Dziś chciałbym zaproponować Wam tekst, który napisałem przed kilkoma tygodniami. Co prawda, niektóre kwestie nie są już najbardziej akutalne, jednak wydaje mi się, że dotyka on problemu ponadczasowego i teraz, już po wyleczeniu transferowej gorączki, może być on ciekawą lekturą. Zapraszam!
Gdy tylko wczorajszego poranka włączyłem komputer i zajrzałem na legia.com, ujrzałem wiadomość autorstwa mojego redakcyjnego kolegi - Emila - na temat opuszczenia zgrupowania w Mijas przez dwóch testowanych zawodników. Nie wiem czemu, ale zupełnie szczerze zrobiło mi się żal. Żal, że ci gracze nie dostali trochę więcej szans. I tak się zastanawiam, w jakim stopniu możliwe jest ocenienie przydatności danego piłkarza do drużyny po kilku, no, ewentualnie kilkunastu dniach treningów?
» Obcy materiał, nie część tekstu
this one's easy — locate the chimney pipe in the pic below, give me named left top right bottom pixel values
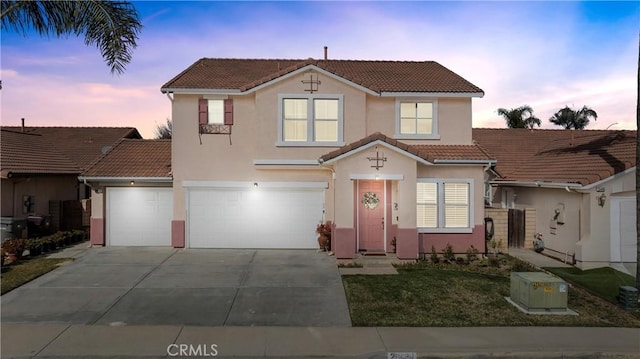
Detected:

Myślę sobie - oho, taki wyjazd w zdecydowanej większości przypadków sprawia, że zawodnikowi już nigdy więcej nie będzie dane przywdziać trykotu drużyny, w której miał szansę zagrać. Został odrzucony, skreślony, pozostawiony na lodzie. I tak siedzę, i się zastanawiam, dumam i rozmyślam - a co będzie, jeśli taki Kassenu za kilka tygodni trafi do mocnej europejskiej drużyny i zacznie podbijać tamtejsze stadiony, a Legia znowu będzie pluła sobie w brodę, że puściła tak dobrego piłkarza? Każdy z nas, kibiców Legii, boi się takiej sytuacji, wspominając przy tym Bernarda Parkera, hasającego po murawie w barwach FC Twente podczas meczów z Ajaksem czy Feyenoordem. W głowach nadal mamy eliminacje do tegorocznej edycji Ligi Mistrzów, kiedy to bramki Nikity Andriejewa, któremu podziękowano po kilku dniach treningów na siłowni, wyeliminowały krakowską Wisłę z tych rozgrywek. Boimy się sytuacji, kiedy prawdziwy piłkarski diament znów wymknie nam się z rąk i odpłynie tak daleko, że nie będziemy mieli szansy uchwycić go ponownie. A wszystko to tylko dlatego, że podczas testów nie pokazał pełni swoich umiejętności.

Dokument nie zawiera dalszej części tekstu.